Dessa forma, fechando um virtuoso ciclo de elevada produtividade e prestígio na Paraíba, no Nordeste, no Brasil e no mundo. Sua matéria prima básica era o caju, mas a fábrica chegou a produzir vinho de uva e de jaboticaba, além de comercializar vinagre, álcool, aguardente e genebra (bebida típica da Holanda, elaborada a partir da destilação de álcool neutro na presença de bagas de zimbro, uma planta medicinal também conhecida como genebreiro, mas também de outros botânicos), afora néctares de frutas, como jenipapo, fruto do jenipapeiro.

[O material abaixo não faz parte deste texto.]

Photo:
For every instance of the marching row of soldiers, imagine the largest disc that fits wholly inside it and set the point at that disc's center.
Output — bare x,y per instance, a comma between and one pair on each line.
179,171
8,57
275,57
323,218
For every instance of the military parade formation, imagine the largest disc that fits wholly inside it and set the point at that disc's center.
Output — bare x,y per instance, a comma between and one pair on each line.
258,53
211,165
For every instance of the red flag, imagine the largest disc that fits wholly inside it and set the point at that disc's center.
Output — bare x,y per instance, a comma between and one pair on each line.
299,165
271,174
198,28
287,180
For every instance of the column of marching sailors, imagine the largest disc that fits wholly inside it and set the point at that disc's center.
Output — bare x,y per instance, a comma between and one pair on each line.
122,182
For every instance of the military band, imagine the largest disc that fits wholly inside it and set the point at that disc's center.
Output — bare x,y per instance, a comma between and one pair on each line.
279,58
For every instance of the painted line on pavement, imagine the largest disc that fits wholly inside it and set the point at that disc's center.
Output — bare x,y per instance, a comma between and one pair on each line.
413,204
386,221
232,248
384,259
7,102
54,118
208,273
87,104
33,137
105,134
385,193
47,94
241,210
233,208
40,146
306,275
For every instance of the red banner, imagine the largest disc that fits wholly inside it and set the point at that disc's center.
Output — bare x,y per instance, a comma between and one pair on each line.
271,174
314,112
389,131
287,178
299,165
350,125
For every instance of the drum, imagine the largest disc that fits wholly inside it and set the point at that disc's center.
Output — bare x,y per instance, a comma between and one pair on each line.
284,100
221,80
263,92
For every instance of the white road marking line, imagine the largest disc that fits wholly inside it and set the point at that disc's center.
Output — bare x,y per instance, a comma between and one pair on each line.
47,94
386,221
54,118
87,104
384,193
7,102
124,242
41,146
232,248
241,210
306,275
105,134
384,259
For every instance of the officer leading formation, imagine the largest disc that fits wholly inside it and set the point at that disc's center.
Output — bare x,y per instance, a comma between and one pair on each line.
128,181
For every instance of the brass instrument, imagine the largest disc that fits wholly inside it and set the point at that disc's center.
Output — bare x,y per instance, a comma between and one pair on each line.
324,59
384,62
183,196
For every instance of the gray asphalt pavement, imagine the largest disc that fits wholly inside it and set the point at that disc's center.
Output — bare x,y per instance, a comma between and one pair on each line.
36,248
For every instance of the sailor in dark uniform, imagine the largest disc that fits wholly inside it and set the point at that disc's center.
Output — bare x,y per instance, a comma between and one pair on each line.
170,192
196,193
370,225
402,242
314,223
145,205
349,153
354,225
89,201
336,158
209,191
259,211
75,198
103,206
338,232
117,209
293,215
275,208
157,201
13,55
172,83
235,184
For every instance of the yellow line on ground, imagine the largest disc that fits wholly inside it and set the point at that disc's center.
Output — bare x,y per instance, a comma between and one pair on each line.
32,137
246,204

A qualidade dos vinhos produzidos pela fábrica pessoense, por meio de diversas marcas, entre as quais a Lágrimas de Ouro, Restaurador e Celeste (o que mais fama adquiriu entre nós), garantiram à Tito Silva prêmios em Turim (1910), Bruxelas (1911), e outro na Exposição do Centenário do Brasil (1922), no Rio de Janeiro. O curioso é que nesses primeiros tempos, tocada pelo fundador da fábrica, jornalista Tito Henrique da Silva, a linha de produção compunha-se basicamente dele, da mulher e do filho.
A partir de 1940 é que começa a fase de ouro da Tito Silva, quando o vinho paraibano chegou aos mercados da Alemanha e dos Estados Unidos. Nessa época, a fábrica, já cheia de operários, consumia diariamente de 25 a 30 toneladas, processadas em máquinas altamente modernas. E foi justamente esse um dos problemas que levou o negócio à ruína econômica. Em função de o caju se constituir na matéria prima indispensável à sua produção, e começar a faltar em quantidade suficiente ao processo produtivo, nos arredores da fábrica, e mesmo no estado, impôs-se a necessidade de sua importação, a custos elevadíssimos, de outros estados.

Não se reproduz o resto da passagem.